When I was doing my "pre-planning" for this week I noticed that I was especially interested in roots. The roots are where the growth happens, where someone hunkers down and gets grounded in something. The roots are where one digs deep. The roots are in the dirt, and the dirt is where the messy stuff happens, and it is the stuff we so often try to avoid, but it's also where the nutrients are, the stuff that will ultimately be catalyzed into life force to push the plant upward.

It's not the leafy stuff that is important. In my life, I tend to want to focus on the flower, and not on the support beneath that flower, the germination, the dark, damp places where "The force that through the green fuse drives the flower" (Dylan Thomas) hides out.

And what is that force? What is that primal human urge that pulls us from our beds in the morning? I'm finding that I've spent most of my life saying that "If I could just do what I wanted, then I'd be happy." I've rebelled in every possible way from the monotony and the routine, the "get up and live in such a way that you are part of a machine" stuff.

And yet, having the freedom I have now, I'm so often struck by--terror. Living on autopilot made it easier for me to not examine what that "force that through the green fuse drives the flower" was all about. Living on autopilot made it simpler. Having to ask that question--because it essentially gets down to "What am I living for? What do I wake up for each day?"--is scary.

I am alive because of the dirt, the muck, the roots that have so firmly grounded me, now. I am alive not because of the pretty foliage that I have put on display, but because there is something enlivening about getting down on my hands and knees and playing in the dirt. Potting something. Getting messy. Watching what shoots up.

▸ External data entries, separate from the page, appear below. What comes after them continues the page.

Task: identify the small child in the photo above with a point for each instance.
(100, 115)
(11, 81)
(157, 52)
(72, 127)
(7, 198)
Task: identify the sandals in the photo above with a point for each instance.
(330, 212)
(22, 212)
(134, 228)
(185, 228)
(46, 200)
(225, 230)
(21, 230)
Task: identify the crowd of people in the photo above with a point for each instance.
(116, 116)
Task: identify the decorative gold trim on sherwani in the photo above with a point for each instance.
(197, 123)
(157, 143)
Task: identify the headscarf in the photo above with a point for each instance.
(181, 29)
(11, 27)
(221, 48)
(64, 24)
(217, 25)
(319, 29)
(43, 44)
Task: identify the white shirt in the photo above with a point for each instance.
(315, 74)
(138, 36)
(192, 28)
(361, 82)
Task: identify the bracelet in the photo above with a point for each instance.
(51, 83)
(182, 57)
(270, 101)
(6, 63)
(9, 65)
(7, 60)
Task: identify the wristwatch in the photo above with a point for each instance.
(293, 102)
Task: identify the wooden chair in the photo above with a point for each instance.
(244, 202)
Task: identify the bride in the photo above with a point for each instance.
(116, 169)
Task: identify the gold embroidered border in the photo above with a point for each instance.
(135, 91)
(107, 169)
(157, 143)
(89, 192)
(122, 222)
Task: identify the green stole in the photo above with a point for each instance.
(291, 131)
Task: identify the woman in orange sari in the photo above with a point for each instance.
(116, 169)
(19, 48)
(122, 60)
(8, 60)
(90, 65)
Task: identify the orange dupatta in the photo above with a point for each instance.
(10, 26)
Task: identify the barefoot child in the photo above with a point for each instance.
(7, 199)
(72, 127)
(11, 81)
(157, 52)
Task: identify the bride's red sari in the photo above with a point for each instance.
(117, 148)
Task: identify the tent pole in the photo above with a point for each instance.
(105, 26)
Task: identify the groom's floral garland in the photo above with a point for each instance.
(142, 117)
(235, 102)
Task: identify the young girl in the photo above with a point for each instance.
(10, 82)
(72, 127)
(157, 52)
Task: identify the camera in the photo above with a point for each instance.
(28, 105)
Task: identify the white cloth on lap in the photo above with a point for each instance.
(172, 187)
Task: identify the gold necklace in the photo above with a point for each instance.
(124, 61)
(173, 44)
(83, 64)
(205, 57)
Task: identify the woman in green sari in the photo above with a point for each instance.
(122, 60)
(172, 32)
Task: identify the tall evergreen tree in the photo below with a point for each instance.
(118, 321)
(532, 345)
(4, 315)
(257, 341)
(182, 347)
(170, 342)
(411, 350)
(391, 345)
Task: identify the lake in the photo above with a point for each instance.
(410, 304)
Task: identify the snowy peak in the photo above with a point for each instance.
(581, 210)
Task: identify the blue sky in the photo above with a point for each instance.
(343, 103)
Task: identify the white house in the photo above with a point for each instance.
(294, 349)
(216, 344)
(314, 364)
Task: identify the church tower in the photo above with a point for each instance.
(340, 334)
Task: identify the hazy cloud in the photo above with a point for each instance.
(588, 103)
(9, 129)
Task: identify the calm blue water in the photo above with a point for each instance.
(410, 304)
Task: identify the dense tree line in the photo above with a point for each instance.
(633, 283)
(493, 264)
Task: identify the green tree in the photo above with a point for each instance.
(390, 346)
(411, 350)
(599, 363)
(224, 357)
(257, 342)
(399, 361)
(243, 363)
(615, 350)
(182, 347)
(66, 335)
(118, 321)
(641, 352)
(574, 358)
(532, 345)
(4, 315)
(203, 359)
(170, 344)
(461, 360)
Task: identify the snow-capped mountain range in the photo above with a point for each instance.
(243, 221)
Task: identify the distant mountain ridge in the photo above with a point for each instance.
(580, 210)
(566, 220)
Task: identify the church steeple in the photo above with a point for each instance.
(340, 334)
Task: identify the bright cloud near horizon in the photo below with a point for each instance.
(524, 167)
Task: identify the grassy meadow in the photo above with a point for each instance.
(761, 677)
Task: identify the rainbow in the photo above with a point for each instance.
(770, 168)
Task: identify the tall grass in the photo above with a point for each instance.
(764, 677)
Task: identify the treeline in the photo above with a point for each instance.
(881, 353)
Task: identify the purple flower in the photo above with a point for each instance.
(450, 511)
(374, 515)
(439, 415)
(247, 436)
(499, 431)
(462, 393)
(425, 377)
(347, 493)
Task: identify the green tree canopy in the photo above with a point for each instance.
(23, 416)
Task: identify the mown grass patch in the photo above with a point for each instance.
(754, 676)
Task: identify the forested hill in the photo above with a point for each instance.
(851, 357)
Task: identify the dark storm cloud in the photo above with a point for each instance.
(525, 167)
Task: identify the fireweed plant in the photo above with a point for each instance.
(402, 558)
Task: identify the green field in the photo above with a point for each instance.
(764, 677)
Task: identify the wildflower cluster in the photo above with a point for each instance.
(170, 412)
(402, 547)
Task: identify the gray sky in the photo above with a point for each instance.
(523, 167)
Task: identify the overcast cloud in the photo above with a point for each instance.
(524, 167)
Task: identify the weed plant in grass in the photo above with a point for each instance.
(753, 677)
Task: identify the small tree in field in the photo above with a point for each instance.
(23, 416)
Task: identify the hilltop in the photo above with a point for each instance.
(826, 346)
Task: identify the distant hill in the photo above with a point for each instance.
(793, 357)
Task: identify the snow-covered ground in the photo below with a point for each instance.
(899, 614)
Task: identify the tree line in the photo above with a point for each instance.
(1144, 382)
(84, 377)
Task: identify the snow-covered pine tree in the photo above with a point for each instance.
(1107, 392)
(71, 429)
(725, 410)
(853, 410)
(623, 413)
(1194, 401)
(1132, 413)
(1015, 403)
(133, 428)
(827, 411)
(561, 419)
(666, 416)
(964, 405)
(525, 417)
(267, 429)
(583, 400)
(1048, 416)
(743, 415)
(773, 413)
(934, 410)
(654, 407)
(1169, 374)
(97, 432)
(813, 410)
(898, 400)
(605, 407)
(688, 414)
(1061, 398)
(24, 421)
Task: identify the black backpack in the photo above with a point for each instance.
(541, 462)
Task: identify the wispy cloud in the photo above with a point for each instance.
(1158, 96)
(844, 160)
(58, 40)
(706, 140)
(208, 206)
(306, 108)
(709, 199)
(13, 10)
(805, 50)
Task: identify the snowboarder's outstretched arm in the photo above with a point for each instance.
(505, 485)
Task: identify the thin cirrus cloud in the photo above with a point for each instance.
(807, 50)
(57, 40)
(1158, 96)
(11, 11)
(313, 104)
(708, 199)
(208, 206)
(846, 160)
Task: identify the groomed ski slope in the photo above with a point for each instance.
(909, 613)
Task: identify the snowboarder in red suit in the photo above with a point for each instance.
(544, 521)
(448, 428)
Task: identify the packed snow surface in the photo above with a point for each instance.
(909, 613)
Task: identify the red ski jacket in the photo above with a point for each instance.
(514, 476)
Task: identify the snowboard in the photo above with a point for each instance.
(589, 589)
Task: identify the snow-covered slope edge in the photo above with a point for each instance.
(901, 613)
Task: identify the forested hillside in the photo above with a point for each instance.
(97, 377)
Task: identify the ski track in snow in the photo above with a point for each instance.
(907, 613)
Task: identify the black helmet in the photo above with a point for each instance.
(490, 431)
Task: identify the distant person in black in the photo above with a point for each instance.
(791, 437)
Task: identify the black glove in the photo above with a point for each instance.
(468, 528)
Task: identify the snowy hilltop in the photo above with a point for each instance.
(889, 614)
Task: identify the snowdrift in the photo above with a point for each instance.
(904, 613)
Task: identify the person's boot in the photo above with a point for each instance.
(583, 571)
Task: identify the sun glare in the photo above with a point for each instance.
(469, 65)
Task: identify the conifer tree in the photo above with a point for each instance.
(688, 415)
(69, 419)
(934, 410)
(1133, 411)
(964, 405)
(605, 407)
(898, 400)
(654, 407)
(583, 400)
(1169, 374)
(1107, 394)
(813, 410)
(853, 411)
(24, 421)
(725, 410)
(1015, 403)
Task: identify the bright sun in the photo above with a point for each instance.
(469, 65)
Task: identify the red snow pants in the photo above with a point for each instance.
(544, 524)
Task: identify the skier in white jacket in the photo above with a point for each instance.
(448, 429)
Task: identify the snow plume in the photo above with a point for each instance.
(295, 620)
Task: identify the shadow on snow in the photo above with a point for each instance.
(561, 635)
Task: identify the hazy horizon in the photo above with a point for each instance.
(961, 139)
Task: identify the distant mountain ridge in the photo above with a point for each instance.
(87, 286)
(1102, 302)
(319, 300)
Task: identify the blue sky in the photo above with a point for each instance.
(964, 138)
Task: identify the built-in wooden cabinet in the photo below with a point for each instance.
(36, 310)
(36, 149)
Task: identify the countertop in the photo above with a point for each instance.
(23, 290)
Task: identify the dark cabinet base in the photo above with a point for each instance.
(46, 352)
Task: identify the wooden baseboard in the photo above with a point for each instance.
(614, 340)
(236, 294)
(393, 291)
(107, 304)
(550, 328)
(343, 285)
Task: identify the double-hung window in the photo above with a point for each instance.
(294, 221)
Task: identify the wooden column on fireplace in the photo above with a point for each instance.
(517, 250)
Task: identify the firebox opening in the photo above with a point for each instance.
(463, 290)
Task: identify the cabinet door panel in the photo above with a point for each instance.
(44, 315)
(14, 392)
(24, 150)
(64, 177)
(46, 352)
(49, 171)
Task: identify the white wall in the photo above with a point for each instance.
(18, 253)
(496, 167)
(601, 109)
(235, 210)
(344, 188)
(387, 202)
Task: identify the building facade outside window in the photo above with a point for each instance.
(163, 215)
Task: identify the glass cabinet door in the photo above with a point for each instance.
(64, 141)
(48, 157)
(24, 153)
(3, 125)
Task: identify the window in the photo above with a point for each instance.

Week One: Plant Life. Photo.



I have to confess that this image is a cheat. (!!!!). My plan was that I would have an actual designated photoshoot time in which I would go out and shoot images for this project. As it turned out, this past week I was sick, detoxing, and then later in the week it was pouring down rain and there's no way I'd take Le Bebe (the camera) out in such horrid conditions. So I went through old photographs that I'd taken at Green Gulch Zen Center in Marin, and found this one, which I've never before used or published. It was awesome to review those lush, green gardens--since we're just now getting into icky gray rainy weather here in the Bay Area, I especially appreciated the reminder that spring will come!

Week One: Plant Life. Visual.



This is the part that I was least satisfied with. I was working on a painting of some kind with a tree. It didn't turn out well. But I found that when I scanned the painting in, there was something that interested me about the way the scanner captured the threads of the canvas, my pencil markings, the way the paint was slightly uneven and outside the lines. So I ended up cropping just this piece. Who says I have to make it an entire, cohesive painting? Not I!